Norma Hurtado

Your weekday morning blend from Instant Tea:

1. More than 100 people attended a vigil in Austin on Thursday night for 24-year-old Norma Hurtado, who was murdered by her girlfriend’s father Monday in an anti-gay hate crime (video above). The vigil was organized by OutYouth, Austin’s LGBT youth organization. Jose Alfonso Aviles, 45, is charged with capital murder in the shooting deaths of Norma Hurtado and her mother, 57-year-old Maria Hurtado. Authorities say Aviles committed the crime because he was upset that Norma Hurtado was in a lesbian relationship with his 18-year-old daughter. Police have identified a second suspect who was with Aviles at the time of the shootings, but he has not been charged and his name is being withheld while authorities try to determine his role. Some LGBT advocates are calling for the case against Aviles to be prosecuted as an anti-gay hate crime, even though Texas law wouldn’t provide enhanced penalties since the offense is already a capital felony. We’d say it would be counterproductive to prosecute the case as a hate crime if it makes it more difficult to convict Aviles, but the Austin Police Department should certainly report the incident as a hate crime to the FBI, which the department apparently has not.

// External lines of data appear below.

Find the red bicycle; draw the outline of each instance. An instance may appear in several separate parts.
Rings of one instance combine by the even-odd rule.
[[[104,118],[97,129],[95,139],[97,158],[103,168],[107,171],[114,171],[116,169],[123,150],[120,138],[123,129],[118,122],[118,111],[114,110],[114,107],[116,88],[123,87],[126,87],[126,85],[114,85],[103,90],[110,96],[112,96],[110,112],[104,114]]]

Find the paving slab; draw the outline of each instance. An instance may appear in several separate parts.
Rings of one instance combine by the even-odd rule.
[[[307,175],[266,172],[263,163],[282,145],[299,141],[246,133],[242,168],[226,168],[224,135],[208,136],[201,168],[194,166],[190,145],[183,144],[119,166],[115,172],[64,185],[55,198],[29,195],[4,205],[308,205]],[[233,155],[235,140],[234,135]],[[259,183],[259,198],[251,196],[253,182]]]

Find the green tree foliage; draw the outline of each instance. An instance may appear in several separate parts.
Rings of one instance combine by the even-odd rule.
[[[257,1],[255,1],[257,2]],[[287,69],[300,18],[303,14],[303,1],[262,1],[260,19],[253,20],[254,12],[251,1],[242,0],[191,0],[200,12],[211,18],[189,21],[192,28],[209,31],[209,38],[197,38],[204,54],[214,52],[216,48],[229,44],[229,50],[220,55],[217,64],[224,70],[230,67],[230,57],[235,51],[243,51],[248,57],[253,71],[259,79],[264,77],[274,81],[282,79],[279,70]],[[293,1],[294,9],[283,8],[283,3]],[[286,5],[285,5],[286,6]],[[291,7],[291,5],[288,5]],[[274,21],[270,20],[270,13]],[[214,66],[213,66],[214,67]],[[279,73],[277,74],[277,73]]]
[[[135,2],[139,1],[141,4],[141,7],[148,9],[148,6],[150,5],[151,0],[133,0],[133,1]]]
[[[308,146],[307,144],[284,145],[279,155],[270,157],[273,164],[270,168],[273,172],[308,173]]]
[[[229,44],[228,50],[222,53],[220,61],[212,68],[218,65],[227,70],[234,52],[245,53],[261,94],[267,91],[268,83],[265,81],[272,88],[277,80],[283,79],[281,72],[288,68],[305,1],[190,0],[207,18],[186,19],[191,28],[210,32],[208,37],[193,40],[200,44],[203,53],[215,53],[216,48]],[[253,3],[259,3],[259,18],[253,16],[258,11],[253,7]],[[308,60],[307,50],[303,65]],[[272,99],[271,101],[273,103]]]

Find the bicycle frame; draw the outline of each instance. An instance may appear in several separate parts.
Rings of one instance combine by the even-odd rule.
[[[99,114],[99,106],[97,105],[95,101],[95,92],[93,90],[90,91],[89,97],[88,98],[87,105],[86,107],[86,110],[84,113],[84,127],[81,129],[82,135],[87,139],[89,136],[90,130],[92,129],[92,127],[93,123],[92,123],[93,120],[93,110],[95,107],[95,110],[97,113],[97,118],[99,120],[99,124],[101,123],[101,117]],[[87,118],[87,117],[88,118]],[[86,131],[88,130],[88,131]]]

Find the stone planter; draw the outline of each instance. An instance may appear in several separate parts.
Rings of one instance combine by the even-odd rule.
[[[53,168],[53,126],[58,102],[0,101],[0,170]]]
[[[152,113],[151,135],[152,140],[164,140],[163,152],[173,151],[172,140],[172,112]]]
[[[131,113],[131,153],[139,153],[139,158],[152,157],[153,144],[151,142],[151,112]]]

2. A state district judge in Montana has ruled against six gay couples who filed a lawsuit seeking rights similar to marriage. The American Civil Liberties Union, which represented the gay couples, says it will appeal to the Montana Supreme Court.

3. This may be the closest President Barack Obama has come to publicly admitting that he supports marriage equality — at least since he actually said it on a candidate survey in 1996. In the video below from a DNC fundraiser Monday night in San Francisco, Obama says during his speech that, “Our work is not finished.” Then someone in the crowd yells, “Gay marriage.” Obama pauses, then appears to respond by repeating, “Our work is not finished,” as if to indicate that the audience member had just illustrated his point.